Co-polarized and cross-polarized reflection coefficients with x-polarized incident waves are illustrated in Figure 1C. It can be seen that the operating band (where the co-polarization reflection coefficient is less than –10 dB) of the meta-atom is from 9.46 to 20.01 GHz. The polarization conversion ratio (PCR) is used to describe electromagnetic polarization rotation and is defined as the ability to convert x- or y-polarized waves into cross-polarized waves that can be expressed as

$PCR={\left|R_{cross}\right|}^2/\left({\left|R_{cross}\right|}^2+{\left|R_{co}\right|}^2\right),(2)$

where $R_{co}$ and $R_{cross}$ represent the reflection coefficient of co- and cross-polarization, respectively. The operating band was from 9.46 to 20.01 GHz as the value of the PCR was greater than 90%, which illustrates that more than 90% of the linearly polarized incident power can be converted into cross-polarized power.

Meta-Antenna Design

Figure 2 shows the geometry and design process of the CP patch meta-antenna. The entire size of the meta-antenna is 64 mm × 64 mm × 3.5 mm. As depicted in Figure 2A, the antenna is designed with double dielectric plates (F4B). The antenna is composed of a patch, ground, and the feeding network. The top patch and the bottom feeding network are connected via two holes. Below the metal ground, the feeding network consisting of a Wilkinson power divider and a 90° broadband phase shifter was mounted on the bottom substrate with a thickness of h₁. The Wilkinson power divider can achieve equal power division and impedance by transforming between input and output ports. After the original input signal splits into two ways, they pass through the two paths of the 90° phase shifter to obtain a stable phase shifting. In this design, a pair of $8\text{/}\mathit{\lambda }$ open and short lines was deployed to smooth the phase variation, where $\mathit{\lambda }$ is the wavelength of the center frequency (8 GHz) on the substrate. All ports of the divider were matched to 50 Ω. The isolation between the two outputs was determined by a 100-Ω chip resister. Therefore, the CP radiation was achieved by generating two output signals with equal amplitude and 90° phase difference of the feeding network. In addition, a U-shaped slot and four triangular slots were cut on the circular patch. The function of the U-slot is to introduce a capacitance that can suppress the inductance induced via the holes and to enhance the impedance and axial-ratio bandwidths.
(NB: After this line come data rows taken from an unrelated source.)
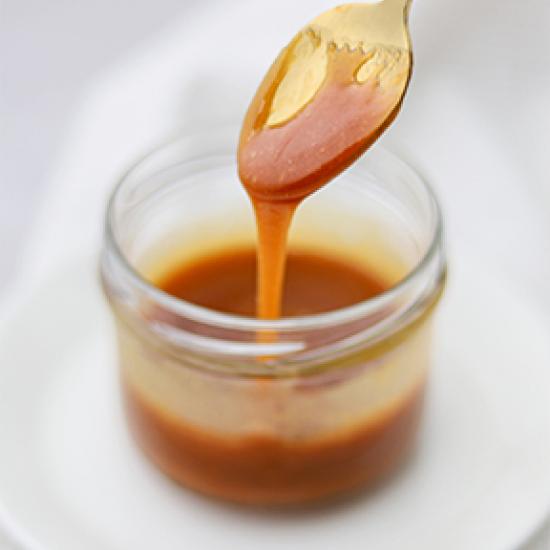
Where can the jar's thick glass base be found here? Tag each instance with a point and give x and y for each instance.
(264, 470)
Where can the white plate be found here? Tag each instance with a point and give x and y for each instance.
(71, 479)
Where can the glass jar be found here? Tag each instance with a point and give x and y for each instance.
(329, 404)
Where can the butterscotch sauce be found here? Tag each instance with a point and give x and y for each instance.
(325, 100)
(314, 283)
(285, 156)
(279, 455)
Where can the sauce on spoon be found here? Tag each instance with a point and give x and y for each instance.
(328, 96)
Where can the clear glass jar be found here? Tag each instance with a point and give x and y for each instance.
(329, 405)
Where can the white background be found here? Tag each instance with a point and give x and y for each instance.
(497, 52)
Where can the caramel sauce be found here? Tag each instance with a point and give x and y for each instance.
(320, 106)
(264, 468)
(313, 284)
(269, 470)
(281, 165)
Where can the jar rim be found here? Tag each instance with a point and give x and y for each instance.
(284, 324)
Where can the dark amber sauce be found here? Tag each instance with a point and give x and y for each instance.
(313, 284)
(260, 468)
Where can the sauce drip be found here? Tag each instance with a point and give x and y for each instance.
(314, 283)
(320, 106)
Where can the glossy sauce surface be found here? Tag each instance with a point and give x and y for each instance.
(327, 97)
(313, 284)
(262, 467)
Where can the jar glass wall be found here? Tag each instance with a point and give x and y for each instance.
(283, 411)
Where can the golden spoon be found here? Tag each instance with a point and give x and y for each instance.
(327, 97)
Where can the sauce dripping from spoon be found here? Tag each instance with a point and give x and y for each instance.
(327, 97)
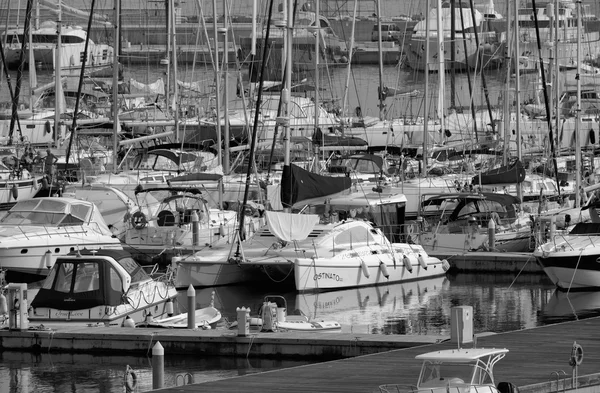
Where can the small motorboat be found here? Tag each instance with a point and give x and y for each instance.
(274, 317)
(458, 370)
(36, 231)
(101, 287)
(205, 318)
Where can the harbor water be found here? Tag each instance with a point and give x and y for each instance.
(501, 302)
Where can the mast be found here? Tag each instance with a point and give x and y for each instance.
(286, 92)
(115, 90)
(506, 103)
(58, 94)
(441, 67)
(545, 90)
(453, 54)
(466, 50)
(225, 31)
(556, 65)
(517, 95)
(578, 112)
(426, 103)
(80, 86)
(175, 100)
(217, 88)
(242, 234)
(317, 52)
(167, 61)
(15, 99)
(483, 79)
(350, 50)
(379, 45)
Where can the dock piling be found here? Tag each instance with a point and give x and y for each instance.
(158, 366)
(191, 307)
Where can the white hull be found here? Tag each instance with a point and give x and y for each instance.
(460, 243)
(204, 273)
(569, 278)
(31, 259)
(571, 261)
(149, 299)
(25, 189)
(369, 269)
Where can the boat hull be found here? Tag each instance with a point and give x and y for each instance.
(33, 260)
(150, 299)
(572, 270)
(204, 273)
(447, 244)
(364, 269)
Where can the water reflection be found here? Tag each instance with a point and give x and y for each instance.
(500, 303)
(564, 306)
(28, 373)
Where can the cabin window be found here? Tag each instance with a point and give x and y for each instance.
(133, 269)
(116, 285)
(469, 208)
(435, 375)
(64, 277)
(87, 277)
(354, 235)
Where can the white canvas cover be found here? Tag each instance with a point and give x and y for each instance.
(290, 227)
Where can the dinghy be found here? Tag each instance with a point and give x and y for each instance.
(205, 318)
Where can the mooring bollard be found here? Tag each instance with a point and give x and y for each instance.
(492, 234)
(17, 299)
(191, 307)
(243, 319)
(195, 228)
(158, 366)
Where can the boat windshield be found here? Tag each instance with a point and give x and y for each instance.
(46, 212)
(136, 272)
(443, 374)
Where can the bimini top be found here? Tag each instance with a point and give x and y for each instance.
(55, 212)
(461, 355)
(503, 199)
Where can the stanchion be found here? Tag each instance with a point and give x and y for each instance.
(191, 307)
(158, 366)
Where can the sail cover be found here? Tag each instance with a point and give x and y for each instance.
(298, 184)
(290, 227)
(507, 174)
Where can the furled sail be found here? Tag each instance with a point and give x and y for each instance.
(298, 184)
(507, 174)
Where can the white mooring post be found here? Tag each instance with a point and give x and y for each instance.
(191, 307)
(461, 325)
(158, 366)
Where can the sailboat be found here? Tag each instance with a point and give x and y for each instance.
(467, 23)
(571, 260)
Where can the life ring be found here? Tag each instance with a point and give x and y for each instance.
(130, 383)
(138, 220)
(576, 355)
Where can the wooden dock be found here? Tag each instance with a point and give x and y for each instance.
(493, 262)
(535, 355)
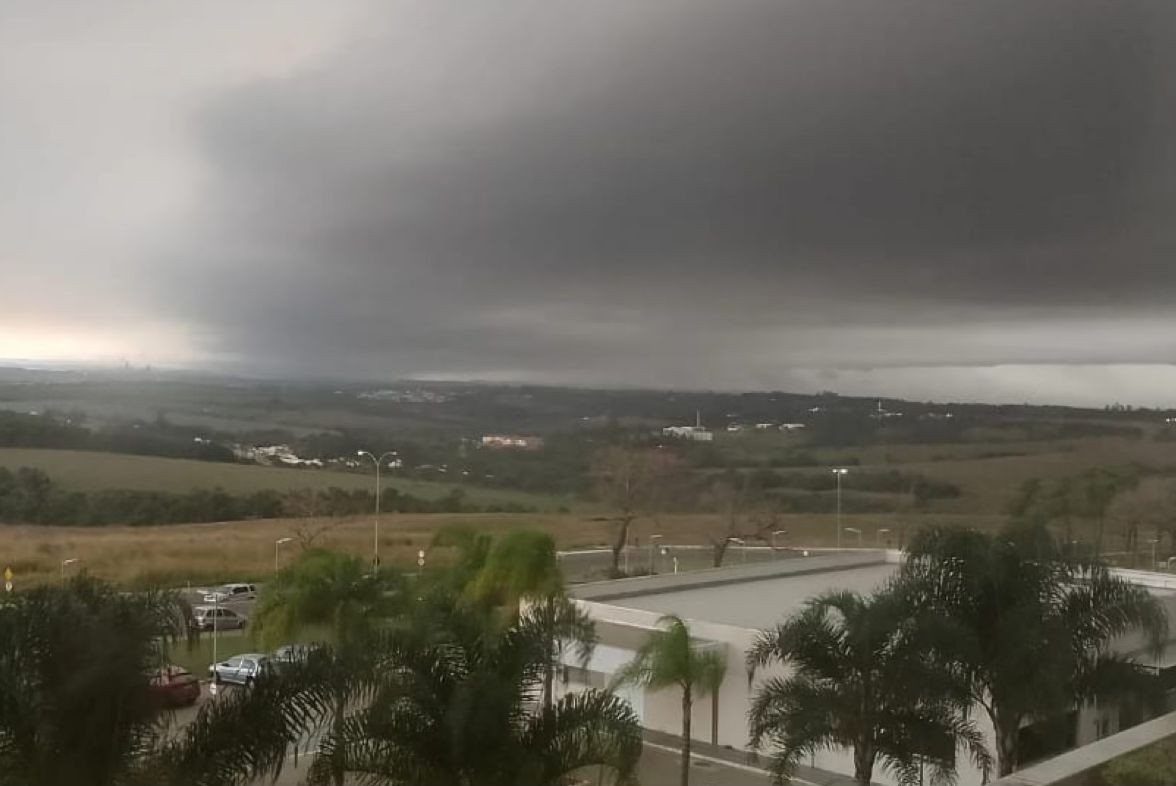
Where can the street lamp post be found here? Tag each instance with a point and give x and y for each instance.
(742, 544)
(839, 472)
(375, 535)
(276, 546)
(74, 559)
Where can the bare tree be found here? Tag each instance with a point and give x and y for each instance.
(630, 481)
(743, 514)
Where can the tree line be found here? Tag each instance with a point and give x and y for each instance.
(29, 495)
(139, 438)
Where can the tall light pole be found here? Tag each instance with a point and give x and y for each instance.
(375, 535)
(74, 559)
(276, 545)
(741, 543)
(839, 472)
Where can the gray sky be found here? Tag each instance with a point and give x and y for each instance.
(964, 200)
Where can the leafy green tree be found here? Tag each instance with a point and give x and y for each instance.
(456, 704)
(1026, 631)
(861, 681)
(323, 588)
(670, 659)
(521, 574)
(519, 566)
(75, 704)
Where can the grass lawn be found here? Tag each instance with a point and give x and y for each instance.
(202, 554)
(87, 471)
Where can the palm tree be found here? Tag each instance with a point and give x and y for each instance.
(75, 703)
(859, 681)
(335, 591)
(456, 704)
(1024, 630)
(77, 707)
(521, 574)
(670, 659)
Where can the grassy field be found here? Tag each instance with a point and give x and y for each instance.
(208, 553)
(84, 471)
(989, 474)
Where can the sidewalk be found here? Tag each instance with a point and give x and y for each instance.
(740, 760)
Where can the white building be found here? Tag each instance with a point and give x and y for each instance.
(727, 608)
(696, 433)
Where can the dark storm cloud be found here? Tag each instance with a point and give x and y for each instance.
(696, 193)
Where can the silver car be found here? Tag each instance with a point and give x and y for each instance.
(240, 670)
(232, 592)
(207, 618)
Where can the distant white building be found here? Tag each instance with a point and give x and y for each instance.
(513, 440)
(697, 432)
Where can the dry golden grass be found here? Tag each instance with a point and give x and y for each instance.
(88, 471)
(206, 553)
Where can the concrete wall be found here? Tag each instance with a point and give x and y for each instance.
(627, 628)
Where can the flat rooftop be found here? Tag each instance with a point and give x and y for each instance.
(754, 597)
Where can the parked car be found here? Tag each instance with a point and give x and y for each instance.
(240, 670)
(231, 592)
(174, 686)
(207, 618)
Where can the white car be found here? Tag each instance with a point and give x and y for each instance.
(232, 592)
(216, 618)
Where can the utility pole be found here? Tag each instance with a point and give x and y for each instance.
(839, 472)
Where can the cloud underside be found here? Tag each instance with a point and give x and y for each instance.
(693, 193)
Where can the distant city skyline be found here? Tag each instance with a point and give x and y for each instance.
(964, 201)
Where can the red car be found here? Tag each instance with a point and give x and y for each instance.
(174, 686)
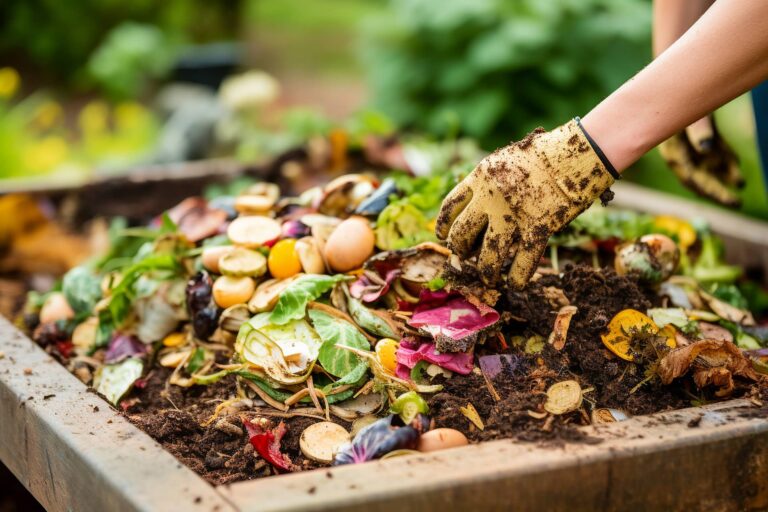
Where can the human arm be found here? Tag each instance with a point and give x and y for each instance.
(724, 54)
(522, 194)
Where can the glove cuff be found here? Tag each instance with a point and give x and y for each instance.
(599, 152)
(575, 166)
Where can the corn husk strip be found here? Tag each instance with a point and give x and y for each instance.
(471, 414)
(268, 399)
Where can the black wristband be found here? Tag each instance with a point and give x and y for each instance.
(607, 163)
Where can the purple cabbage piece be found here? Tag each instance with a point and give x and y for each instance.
(202, 310)
(384, 436)
(123, 346)
(493, 365)
(757, 352)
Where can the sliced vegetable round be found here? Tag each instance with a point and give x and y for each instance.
(212, 255)
(686, 234)
(408, 405)
(254, 231)
(563, 397)
(441, 439)
(241, 262)
(321, 441)
(259, 198)
(386, 349)
(228, 291)
(175, 339)
(623, 327)
(283, 260)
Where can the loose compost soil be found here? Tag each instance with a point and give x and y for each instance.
(220, 451)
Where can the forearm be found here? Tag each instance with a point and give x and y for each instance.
(723, 55)
(672, 18)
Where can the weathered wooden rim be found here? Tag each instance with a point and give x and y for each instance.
(72, 451)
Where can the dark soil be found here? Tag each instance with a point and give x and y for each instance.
(220, 452)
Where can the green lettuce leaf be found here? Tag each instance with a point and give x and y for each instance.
(335, 331)
(259, 350)
(82, 289)
(293, 300)
(297, 339)
(115, 380)
(282, 396)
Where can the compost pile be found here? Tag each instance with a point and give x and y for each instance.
(255, 334)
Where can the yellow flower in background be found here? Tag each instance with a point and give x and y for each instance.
(9, 82)
(94, 117)
(47, 114)
(46, 154)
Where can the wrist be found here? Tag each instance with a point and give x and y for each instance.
(622, 141)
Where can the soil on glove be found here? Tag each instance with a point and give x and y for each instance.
(220, 451)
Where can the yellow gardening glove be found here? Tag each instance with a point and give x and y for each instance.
(704, 162)
(519, 196)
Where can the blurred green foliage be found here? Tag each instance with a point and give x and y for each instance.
(495, 69)
(57, 37)
(131, 54)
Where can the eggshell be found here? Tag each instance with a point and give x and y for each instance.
(55, 308)
(212, 255)
(441, 439)
(228, 291)
(350, 244)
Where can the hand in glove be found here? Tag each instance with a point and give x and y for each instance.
(520, 195)
(704, 162)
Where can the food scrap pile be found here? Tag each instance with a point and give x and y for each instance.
(256, 334)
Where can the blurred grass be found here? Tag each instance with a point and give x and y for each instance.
(736, 123)
(316, 37)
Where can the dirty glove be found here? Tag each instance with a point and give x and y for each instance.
(704, 162)
(520, 195)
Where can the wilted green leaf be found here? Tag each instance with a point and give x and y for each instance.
(115, 380)
(334, 332)
(293, 300)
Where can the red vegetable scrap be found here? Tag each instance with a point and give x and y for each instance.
(453, 321)
(196, 219)
(266, 441)
(411, 351)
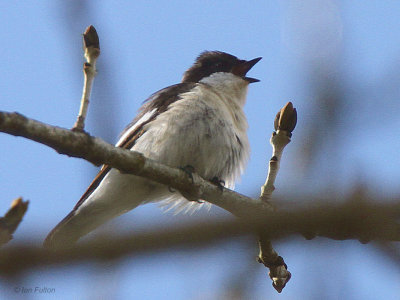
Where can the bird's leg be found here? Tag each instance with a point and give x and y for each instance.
(189, 170)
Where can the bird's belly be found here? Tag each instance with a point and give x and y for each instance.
(199, 138)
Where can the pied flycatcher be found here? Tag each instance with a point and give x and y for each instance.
(199, 122)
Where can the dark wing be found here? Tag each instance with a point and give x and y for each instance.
(152, 107)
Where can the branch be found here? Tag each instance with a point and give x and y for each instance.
(375, 221)
(284, 124)
(11, 220)
(96, 151)
(91, 46)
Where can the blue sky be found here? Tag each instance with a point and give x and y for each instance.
(309, 48)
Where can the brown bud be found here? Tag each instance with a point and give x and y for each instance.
(286, 118)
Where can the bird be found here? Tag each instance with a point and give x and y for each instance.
(199, 122)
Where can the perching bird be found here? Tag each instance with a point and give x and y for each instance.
(199, 122)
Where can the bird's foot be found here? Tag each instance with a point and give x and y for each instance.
(218, 182)
(189, 170)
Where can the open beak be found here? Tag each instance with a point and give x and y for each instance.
(243, 67)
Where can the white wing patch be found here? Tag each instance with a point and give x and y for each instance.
(137, 124)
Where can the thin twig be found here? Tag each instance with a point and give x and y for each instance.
(11, 220)
(339, 221)
(284, 124)
(98, 152)
(91, 48)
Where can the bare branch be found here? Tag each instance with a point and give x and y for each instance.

Four triangular slots were embedded to further reduce the size of the antenna. The CP slotted patch antenna was simulated by the electromagnetic simulation software HFSS and measured in the microwave anechoic chamber. The dimensional parameters of the antenna patch and the substrate are as follows: L = 64 mm, r = 6.8 mm, l = 2 mm, w = 0.2 mm, m = 4 mm, n = 1 mm, h₁ = 3 mm, and h₂ = 0.5 mm.

FIGURE 2

FIGURE 2. Design process of the proposed meta-antenna: (A) antenna1 and dimensional parameters of the antenna patch and substrate, (B) antenna2, and (C) the proposed meta-antenna. The corresponding photograph of the samples: (D) antenna1 and (E) the proposed meta-antenna.

The design process of the low-RCS meta-antenna is shown in Figures 2A–C. First, a CP slotted patch antenna was designed as the basic model shown in Figure 2A. The PC meta-atoms and their mirrors were arranged around the original antenna in a chessboard pattern to reduce the RCS of the whole structure, as shown in Figure 2B. In order to improve the radiation performance, some unit cells on the aperture were removed to relieve the coupling between the CPCM and the patch (Figure 2C). To demonstrate the performance of the proposed meta-antenna, the simulated and measured results were compared with those of the reference antenna without the CPCM. The antenna1 and the proposed meta-antenna were fabricated as shown in Figure 2 and Figure 2E, respectively. It should be emphasized that considering the good contact between the SMA connector and the metal ground, a 10 mm × 5 mm × 3 mm slot was cut at the edge of the substrate with a thickness of h₂, which had a little effect on the radiation performance.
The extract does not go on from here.